A sua lista incluía outros casos igualmente curiosos: Margarida Rebelo Pinto, por ser o "saco de boxe da crítica portuguesa e do país da inveja"; Marx e o seu Manifesto; Howard Jacobson, o vencedor do Booker Prize de 2010, "que por ser judeu mais cedo ou mais tarde será maltratado", Céline e as suas viagens ao outro lado da ideologia e Diego Maradona e a sua trágica autobiografia.
De maltratos sabe Mário Zambujal ou não tivesse sentido na pela incómodos semelhantes. E já a caminho do Festival Literário da Madeira. Em Lisboa, apanhou um táxi para ir para o aeroporto. Teve sorte, porque o condutor era simpático e sabia de livros. Falaram e falaram, até que este lhe disse: "Gosto muito do seu romance, aquele, como é que se chama, ah, A Balada da Praia dos Cães...". Bom malandro, Mário de Zambujal não disse nada, mas sempre pensou que também gosta muito desse livro do José Cardoso Pires...

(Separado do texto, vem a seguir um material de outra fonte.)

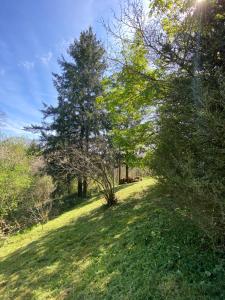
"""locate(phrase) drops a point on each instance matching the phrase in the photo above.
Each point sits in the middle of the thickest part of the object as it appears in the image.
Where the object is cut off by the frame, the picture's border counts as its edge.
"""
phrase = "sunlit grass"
(139, 249)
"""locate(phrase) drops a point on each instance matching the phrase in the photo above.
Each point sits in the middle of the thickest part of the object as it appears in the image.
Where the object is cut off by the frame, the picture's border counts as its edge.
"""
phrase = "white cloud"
(45, 59)
(28, 65)
(2, 72)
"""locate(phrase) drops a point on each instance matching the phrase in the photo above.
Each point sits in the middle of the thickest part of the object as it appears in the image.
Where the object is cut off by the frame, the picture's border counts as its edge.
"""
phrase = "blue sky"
(33, 35)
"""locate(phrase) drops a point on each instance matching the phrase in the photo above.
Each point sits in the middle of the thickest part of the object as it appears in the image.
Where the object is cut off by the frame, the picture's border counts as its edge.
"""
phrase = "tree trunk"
(127, 173)
(79, 187)
(85, 187)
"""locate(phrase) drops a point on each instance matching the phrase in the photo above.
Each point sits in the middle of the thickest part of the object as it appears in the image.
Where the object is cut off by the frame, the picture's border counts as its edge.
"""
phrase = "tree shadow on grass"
(136, 250)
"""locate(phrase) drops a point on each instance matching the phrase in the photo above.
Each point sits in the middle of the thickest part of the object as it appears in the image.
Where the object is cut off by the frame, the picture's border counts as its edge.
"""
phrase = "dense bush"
(24, 191)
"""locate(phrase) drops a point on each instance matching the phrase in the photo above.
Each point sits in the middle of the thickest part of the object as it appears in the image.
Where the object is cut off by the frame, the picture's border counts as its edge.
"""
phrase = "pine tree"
(75, 120)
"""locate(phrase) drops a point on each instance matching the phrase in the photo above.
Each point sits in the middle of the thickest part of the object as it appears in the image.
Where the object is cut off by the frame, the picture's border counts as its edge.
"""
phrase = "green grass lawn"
(143, 248)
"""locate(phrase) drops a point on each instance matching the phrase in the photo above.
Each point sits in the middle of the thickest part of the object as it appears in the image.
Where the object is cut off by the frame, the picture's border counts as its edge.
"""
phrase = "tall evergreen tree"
(75, 120)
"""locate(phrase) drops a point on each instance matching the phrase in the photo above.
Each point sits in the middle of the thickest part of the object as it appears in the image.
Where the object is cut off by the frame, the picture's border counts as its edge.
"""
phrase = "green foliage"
(25, 192)
(15, 176)
(144, 248)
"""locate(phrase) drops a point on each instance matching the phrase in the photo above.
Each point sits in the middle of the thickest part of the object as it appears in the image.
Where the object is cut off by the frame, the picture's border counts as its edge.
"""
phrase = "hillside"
(139, 249)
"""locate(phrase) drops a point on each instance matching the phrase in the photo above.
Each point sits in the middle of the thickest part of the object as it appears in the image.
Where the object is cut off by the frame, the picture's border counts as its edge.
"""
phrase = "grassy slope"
(140, 249)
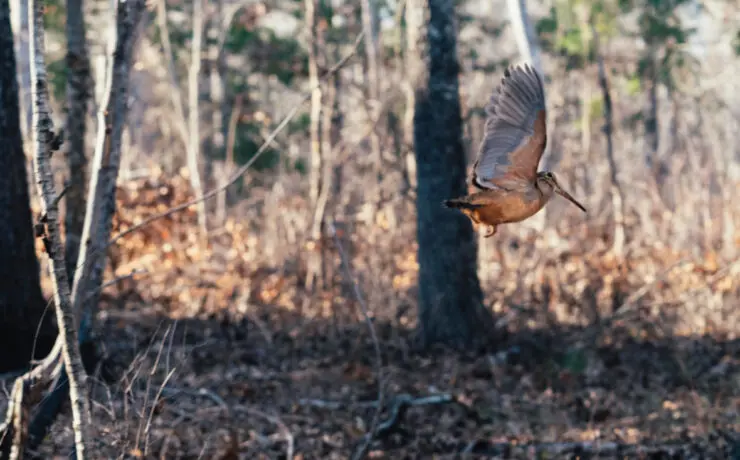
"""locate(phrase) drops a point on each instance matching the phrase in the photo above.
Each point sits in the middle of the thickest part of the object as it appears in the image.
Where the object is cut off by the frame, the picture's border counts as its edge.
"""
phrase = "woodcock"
(505, 171)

Falando do caso da Madeira, Graça Alves referiu-se ao maltrato que as ilhas provocam. Citando Fernando Namora, disse: "O mar é muito bonito, mas também é um cerco." A solução, para o seu caso, como para os adiantados pelos outros oradores, é pensar como Mia Couto, que num verso escreve: "Nenhuma palavra alcança o mundo /eu sei, mas mesmo assim escrevo".